Translated by Ina Rilke from the French original La Petite Chartreuse (2002), The Girl from the Chartreuse is a heart-breaking story about Vollard, a book-seller who accidentally runs over a 10-year old girl with his van. The novel revolves around the three protagonists of Vollard, the little girl Éva and her mother Thérèse. Struck by the accident, Vollard reads fairytales to Éva, who sinks into coma after the accident, in the absence of her mother a rather aimless wanderer who abandons her child in her search for her own identity.

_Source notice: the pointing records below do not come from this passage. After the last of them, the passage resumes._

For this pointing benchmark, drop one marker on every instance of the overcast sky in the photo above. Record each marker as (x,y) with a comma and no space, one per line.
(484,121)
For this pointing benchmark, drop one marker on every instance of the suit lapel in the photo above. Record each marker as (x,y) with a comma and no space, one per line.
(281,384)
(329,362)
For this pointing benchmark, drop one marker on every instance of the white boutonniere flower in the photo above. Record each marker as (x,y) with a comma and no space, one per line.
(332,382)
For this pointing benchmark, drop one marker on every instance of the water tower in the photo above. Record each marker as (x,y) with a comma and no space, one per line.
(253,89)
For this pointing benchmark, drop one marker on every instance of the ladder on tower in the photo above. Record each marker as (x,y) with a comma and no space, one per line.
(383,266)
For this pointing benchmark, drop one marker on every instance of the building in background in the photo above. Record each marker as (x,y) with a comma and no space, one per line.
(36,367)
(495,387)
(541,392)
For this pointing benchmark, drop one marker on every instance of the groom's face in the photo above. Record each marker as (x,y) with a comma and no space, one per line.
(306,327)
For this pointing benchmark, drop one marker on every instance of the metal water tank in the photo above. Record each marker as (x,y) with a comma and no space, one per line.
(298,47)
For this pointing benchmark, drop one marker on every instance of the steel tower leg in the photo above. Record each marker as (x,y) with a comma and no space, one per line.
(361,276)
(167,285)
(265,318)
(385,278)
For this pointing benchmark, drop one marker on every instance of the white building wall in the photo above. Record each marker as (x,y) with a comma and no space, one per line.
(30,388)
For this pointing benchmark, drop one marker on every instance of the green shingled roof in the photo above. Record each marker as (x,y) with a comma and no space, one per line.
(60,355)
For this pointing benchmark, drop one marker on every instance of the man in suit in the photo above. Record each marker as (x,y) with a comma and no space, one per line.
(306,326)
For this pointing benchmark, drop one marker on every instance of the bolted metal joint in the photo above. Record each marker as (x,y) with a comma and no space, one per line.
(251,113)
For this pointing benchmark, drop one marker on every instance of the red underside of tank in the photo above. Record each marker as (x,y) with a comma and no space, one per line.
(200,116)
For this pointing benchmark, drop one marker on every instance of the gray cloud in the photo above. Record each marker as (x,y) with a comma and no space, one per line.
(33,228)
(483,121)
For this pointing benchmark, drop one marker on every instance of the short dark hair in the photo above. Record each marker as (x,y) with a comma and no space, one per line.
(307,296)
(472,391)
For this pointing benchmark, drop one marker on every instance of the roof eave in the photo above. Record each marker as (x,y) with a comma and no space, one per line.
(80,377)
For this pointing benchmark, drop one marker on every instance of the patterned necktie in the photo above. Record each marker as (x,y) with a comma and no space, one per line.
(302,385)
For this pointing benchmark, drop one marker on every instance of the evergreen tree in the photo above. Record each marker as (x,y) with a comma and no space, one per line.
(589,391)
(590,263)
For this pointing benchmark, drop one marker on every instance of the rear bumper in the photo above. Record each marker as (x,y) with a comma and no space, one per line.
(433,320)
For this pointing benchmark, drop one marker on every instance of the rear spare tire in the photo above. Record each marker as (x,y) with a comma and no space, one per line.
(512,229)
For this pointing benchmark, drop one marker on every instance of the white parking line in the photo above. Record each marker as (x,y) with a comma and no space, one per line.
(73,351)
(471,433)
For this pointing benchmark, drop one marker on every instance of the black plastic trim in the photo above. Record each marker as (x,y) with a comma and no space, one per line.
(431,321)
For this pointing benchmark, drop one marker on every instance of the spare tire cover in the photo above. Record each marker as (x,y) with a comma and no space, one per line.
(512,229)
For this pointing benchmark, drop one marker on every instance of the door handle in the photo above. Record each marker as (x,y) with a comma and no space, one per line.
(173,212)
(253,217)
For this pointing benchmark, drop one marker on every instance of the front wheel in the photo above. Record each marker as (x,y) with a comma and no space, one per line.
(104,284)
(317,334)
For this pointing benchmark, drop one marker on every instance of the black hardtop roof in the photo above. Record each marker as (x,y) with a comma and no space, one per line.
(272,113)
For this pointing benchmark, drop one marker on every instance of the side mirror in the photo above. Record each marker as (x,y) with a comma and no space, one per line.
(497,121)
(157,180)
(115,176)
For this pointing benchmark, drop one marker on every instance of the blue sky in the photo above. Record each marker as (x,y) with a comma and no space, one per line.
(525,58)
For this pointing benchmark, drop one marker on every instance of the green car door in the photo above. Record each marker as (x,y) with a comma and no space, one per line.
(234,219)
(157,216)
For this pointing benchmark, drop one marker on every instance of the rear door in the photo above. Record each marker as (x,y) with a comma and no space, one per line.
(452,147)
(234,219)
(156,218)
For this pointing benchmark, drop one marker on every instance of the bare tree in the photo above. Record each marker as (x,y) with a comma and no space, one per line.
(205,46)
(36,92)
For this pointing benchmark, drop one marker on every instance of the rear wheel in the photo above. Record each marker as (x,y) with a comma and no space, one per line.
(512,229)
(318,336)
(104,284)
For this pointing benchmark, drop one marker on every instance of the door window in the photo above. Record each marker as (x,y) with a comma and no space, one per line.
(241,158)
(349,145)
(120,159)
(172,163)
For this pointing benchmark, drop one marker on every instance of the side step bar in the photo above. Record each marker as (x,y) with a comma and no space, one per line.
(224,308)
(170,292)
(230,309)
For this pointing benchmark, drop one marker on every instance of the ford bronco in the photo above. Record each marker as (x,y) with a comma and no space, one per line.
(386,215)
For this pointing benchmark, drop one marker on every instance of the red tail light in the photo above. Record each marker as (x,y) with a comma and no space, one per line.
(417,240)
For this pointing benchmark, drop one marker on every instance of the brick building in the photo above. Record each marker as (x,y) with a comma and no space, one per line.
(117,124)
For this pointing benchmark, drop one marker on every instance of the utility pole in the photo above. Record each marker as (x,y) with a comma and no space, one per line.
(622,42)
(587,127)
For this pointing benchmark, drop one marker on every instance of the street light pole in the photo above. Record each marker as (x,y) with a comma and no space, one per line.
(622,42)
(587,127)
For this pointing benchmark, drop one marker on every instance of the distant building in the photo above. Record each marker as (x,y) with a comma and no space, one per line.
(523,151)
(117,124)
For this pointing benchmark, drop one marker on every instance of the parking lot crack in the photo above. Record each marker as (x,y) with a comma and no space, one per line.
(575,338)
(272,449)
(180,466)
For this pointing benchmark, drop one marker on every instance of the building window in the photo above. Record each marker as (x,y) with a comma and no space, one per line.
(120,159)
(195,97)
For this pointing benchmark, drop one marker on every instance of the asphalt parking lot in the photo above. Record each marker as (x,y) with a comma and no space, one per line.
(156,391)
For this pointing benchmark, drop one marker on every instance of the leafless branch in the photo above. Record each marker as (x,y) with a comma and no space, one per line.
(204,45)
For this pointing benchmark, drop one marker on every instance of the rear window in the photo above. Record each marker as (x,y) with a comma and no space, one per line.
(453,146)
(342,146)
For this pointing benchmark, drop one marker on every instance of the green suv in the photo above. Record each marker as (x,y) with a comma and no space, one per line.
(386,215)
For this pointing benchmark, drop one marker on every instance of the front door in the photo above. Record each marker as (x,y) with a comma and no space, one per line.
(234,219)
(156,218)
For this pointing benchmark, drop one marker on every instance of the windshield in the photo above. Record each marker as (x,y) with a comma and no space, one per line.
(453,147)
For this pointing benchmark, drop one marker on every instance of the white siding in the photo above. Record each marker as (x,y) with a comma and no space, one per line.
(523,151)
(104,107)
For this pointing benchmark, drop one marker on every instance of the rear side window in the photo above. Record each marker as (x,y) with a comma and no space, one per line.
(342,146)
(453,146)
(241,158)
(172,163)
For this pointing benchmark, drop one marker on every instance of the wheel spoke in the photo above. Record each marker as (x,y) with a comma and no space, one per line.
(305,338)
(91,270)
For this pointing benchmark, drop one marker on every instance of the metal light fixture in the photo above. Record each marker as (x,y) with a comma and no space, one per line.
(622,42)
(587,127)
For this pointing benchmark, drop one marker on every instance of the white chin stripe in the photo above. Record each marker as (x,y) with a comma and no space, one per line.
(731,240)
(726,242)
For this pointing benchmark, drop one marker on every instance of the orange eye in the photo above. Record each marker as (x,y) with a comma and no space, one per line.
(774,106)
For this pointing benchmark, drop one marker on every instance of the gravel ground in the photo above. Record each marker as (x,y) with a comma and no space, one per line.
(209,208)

A profoundly moving novel that deals with the themes of life, childhood, loneliness and above all the question of how to accept oneself and understand differences, what struck me the most about the novel was not the story, as much as the sheer poetry of the oeuvre. Pure brilliance shines through every page, as Péju evokes tears with his poetic prose and makes your heart ache at Éva’s situation and Vollard’s loneliness and his pain. Poignant and beautiful, this is a book worth reading.
As the tradition goes, I leave you with an excerpt that has stayed with me even a year after I first read the book. It won’t take a genius to understand why…
"The Verb To Be" was the name of an old bookshop. A murky place, due not to a lack of lighting but to all the nooks and crannies. A deep space with dark,worn floorboards and secluded niches. Books everywhere, spread on tables and upright in rows, thousands of silent observers on wooden shelves.
An ongoing battle between dust and the printed word at "The Verb To Be," cardboard boxes overflowing with books, piles of volumes threatening to topple. Anarchy reigning supreme. Grandiose anarchy. A profusion of genres and titles. A joyous alchemy. It was here that people could drop by any day to procure their reading matter,highbrow or popular, arcane or classis, in exchange for a modest sum.